Or que dit et demande madame Victoire Ingabire Umuhoza depuis des années ? Elle demande qu’il y ait une ouverture démocratique ; Que le peuple ne soit plus dirigé sous la terreur et la contrainte ; Que cessent toutes les disparitions et assassinats jamais élucidés ; Que l’on arrête de dilater à l’infini les richesses d’une poignée de gens alors que la majorité de la population croupit dans la misère.
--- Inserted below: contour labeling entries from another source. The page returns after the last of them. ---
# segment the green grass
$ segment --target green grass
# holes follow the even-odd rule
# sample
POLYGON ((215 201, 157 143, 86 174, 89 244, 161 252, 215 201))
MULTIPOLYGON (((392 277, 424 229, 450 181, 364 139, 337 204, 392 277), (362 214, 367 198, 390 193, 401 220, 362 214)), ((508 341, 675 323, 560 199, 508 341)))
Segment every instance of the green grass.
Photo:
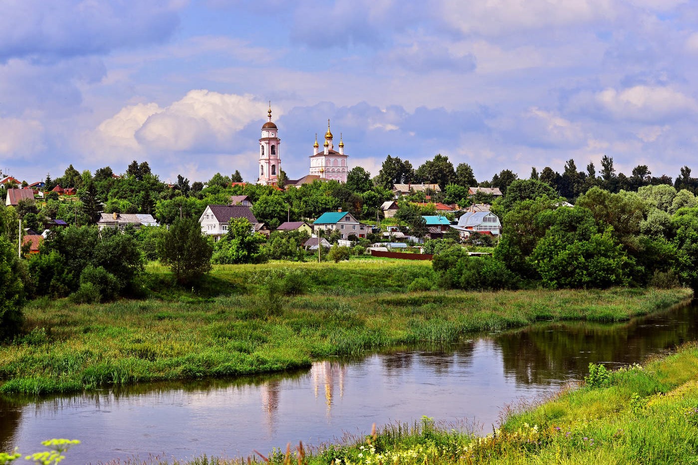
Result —
POLYGON ((251 375, 314 358, 405 344, 443 344, 540 320, 621 321, 668 307, 687 289, 408 293, 433 278, 422 262, 216 267, 205 286, 75 305, 39 299, 27 334, 0 346, 0 392, 41 394, 144 381, 251 375), (298 294, 299 291, 302 294, 298 294))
Etc…
Il se fait que ces demandes répétées de madame Victoire Ingabire Umuhoza sont celles de tous les autres démocrates et de la majorité du peuple qui aspirent à un souffle après tant d’années d’oppression et de mensonges.
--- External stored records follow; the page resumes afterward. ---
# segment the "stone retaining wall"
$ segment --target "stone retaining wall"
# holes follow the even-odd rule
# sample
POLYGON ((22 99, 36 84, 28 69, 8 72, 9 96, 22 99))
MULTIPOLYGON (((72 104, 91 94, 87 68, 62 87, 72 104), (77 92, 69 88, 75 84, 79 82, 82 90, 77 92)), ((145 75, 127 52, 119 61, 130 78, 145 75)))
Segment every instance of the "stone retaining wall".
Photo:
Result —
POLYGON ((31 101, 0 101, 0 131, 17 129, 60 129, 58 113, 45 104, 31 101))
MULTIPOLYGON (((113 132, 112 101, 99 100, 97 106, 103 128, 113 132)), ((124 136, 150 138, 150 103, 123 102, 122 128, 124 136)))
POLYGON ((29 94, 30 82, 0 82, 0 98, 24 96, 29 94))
Bizarrement, au lieu d’écouter ces voix de la raison et de l’avenir, Paul Kagame, à la manière d’un enfant terrible, se cramponne toujours à la même recette, tirée très probablement des longues années de brousse et jamais recyclée ou reliftée au contact du monde civilisé. Au lieu de continuer à se braquer, chaque fois le peuple demande l’ouverture démocratique et un meilleur partage du gâteau national, Paul Kagame ferait mieux de suivre les conseils de madame Victoire Ingabire Umuhoza, s’il veut vraiment amortir le choc de la chute de son système qui ne doit plus tarder. En écoutant les demandes de madame Victoire Ingabire Umuhoza, Paul Kagame pourrait amorcer une trajectoire de changement qui pourrait permettre aux rwandais d’obtenir ce à quoi ils aspirent et à Kagame d’avoir des possibilités de négocier des conditions d’une fin apaisée malgré la lourdeur des actes qui pèsent sur lui.
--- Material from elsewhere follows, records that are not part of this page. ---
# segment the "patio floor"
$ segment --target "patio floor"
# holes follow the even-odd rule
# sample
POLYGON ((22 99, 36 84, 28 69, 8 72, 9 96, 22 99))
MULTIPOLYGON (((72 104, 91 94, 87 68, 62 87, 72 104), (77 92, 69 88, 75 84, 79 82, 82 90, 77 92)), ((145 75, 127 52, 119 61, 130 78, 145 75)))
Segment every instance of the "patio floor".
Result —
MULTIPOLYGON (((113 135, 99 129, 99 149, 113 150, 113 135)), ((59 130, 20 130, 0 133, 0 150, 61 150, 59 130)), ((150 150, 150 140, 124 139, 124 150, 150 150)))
De quelle sécurité parle Paul Kagame ? Pense-t-il à sa propre sécurité ou pense- t- il réellement que le Rwanda c’est lui ?
Au lieu de se perdre dans des formules, des solutions, de plus en plus chères, ainsi qu’il le signale dans sa déclaration, Paul Kagame serait mieux avisé d’investir les moyens qu’il entend augmenter, non dans la surenchère sécuritaire au bénéfice de sa propre personne et sa clique, mais dans la mise en place des conditions et mécanismes de dialogue avec ses opposants. Ça coutera largement moins cher ; je rappelle en passant que le coût que Kagame signale devoir faire augmenter est supporté, in fine, par le peuple et non point par lui-même !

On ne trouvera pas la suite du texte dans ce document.